Every time you experience an emergency as a doctor you get a bit more used to it, Izzy says, but at times it can feel like a huge and scary amount of responsibility.

"For me, I still find I'm really shaken when someone has become really sick and it's been my job to make sure that they get the best care ... the fear of harming someone, I don't think it really goes away."

Many doctors struggle to find a work-life balance, Izzy says, and often the only people who really get this are fellow doctors.

"When you get home from work you're pretty drained and the people that understand that are other doctors.

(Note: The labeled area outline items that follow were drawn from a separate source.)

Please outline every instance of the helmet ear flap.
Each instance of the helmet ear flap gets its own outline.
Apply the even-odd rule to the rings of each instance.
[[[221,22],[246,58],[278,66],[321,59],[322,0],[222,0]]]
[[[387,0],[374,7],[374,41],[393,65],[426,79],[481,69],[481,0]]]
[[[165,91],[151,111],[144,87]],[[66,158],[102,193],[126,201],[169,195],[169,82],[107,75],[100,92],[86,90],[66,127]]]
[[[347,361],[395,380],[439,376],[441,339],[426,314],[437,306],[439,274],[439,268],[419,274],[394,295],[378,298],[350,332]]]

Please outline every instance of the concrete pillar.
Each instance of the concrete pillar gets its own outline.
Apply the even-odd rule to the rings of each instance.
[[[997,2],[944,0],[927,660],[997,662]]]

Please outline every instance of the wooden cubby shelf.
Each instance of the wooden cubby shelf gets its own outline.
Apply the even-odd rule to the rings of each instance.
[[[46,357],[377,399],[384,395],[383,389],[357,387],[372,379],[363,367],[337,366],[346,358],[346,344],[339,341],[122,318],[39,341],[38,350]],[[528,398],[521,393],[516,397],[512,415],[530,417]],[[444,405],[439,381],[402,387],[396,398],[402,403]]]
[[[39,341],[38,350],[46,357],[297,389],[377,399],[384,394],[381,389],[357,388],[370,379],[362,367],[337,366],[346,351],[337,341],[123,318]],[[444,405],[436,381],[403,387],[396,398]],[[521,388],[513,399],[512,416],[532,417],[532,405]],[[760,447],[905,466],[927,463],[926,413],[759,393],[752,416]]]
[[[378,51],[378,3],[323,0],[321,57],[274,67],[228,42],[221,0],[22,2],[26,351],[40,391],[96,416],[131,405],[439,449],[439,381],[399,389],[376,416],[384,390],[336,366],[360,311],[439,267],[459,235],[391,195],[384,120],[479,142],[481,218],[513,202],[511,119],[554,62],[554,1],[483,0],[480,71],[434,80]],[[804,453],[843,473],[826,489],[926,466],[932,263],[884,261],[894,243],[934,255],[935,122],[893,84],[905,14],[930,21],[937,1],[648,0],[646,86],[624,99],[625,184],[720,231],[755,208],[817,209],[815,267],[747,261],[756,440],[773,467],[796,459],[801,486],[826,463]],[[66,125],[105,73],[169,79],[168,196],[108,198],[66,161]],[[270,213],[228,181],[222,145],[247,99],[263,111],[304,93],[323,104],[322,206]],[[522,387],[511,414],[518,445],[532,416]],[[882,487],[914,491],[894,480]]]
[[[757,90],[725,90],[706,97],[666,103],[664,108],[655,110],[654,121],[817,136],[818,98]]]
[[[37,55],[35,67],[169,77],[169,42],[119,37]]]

"Even if we have the best intentions to be balanced humans with a life outside medicine I think we do gravitate towards being friends with each other."

Izzy wasn't always on track to becoming a doctor.

After leaving high school at the end of Year 12, she worked in admin, studied economics and linguistics and worked at Parliament as an executive assistant.

Then Izzy's mother, a lawyer and local politician, stepped in with the suggestion of medical school.

"I think she probably saw how much I love working with people, I like to use my brain … but also applying that to working with people is the most important thing for my well-being.

"I got to the last exam I sat at university and I called her after the exam and said 'Mum, I'm done with study forever'. She said 'that's lovely dear, now think about graduate entry medicine', which of course I did."

It's not just time pressure that prevents doctors from performing the job the way they'd like to, Izzy says.

"You won't necessarily have access to a private room to talk to a patient about bad news you want to deliver and you won't necessarily have the time available to sit down for the amount of time they really deserve to have that conversation.

"At times we end up having to deliver news to people in rooms where other patients are present and leave soon after. It's really hard."

When Izzy did her three-month placement in a psychiatric ward, she was worried she'd meet staff like those she'd seen be cruel to her friend Hermione a decade earlier.

After a suicide attempt, Izzy says Hermione's life was saved by shock treatment and medications administered against her will.

"At times it meant that those of us in her life were interfacing with the mental health system… where some of the staff were burnt out and didnt have the compassion that she needed and we all needed going through this very hard thing."

Many of New Zealand's psych units are "old, dusty musty, buildings", Izzy says, but she was happily surprised to find the Auckland residential unit Tiaho Mai a light-filled and compassionate place.

Holding on to beliefs you have as a junior doctor about how medicine should be practised is surprisingly hard, Izzy has observed.

"You wouldn't think it would be hard to keep on believing that you need to practice medicine with compassion … but holding on to the practice of that day after day with the pressures that you're under is an important role for juniors because one day we'll be the person modelling this behaviour for our juniors and one day we'll be the consultant leading the team that needs to break news to someone.

"I try to hold on to that and every day I get more compassion for those who haven't been able to hold on to it. Because it's really hard doing that when you're always under the immense pressure that you are under in the health system."

For Izzy, the best part of being a doctor on a hospital ward is working with nurses who support and inform doctors in countless ways.

New doctors are taught that one of the most important signs a patient is deteriorating is a worried nurse.

"It's a very foolish junior doctor who ignores that … the nurse is right nine times out of ten."

Junior doctors spend lots of their work hours at a computer, she says, while nurses interact with patients in an "intense, constant way" that's exhausting and really admirable.

"I think they're amazing and we should pay them lots more money."